Quirk resolved: Border Missourians get Missouri addresses

ST. LOUIS (AP) — A quirk in the mail delivery system that forced some rural Missouri residents living along the Iowa and Arkansas borders to have mailing addresses in neighboring states has been fixed, U.S. Sen. Claire McCaskill said Tuesday.

The idiosyncrasy affected just a few people but created problems and red tape when they voted, paid taxes and even when they died.

McCaskill learned about the oddity last year and began inquiries to the U.S. Postal Service. In a letter to McCaskill on Monday, Postmaster General Megan Brennan wrote that the issue has been resolved and those who previously suffered from border confusion can now use Missouri as their state designation.

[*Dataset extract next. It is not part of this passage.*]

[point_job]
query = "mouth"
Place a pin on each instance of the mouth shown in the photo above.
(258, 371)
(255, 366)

Brennan said the conversion has actually been in place for several months without any reported problems.

McCaskill, in a statement, said she was glad “we’ve made progress in fixing this bizarre and inconvenient quirk once and for all.”

McCaskill, a Democrat, serves on the Homeland Security and Governmental Affairs Committee, which has jurisdiction over the Postal Service. She is running for re-election against Republican Missouri Attorney General Josh Hawley.

The exact number of affected residents was unknown. Also unclear is why Missouri residents were assigned Iowa and Arkansas postal addresses in the first place.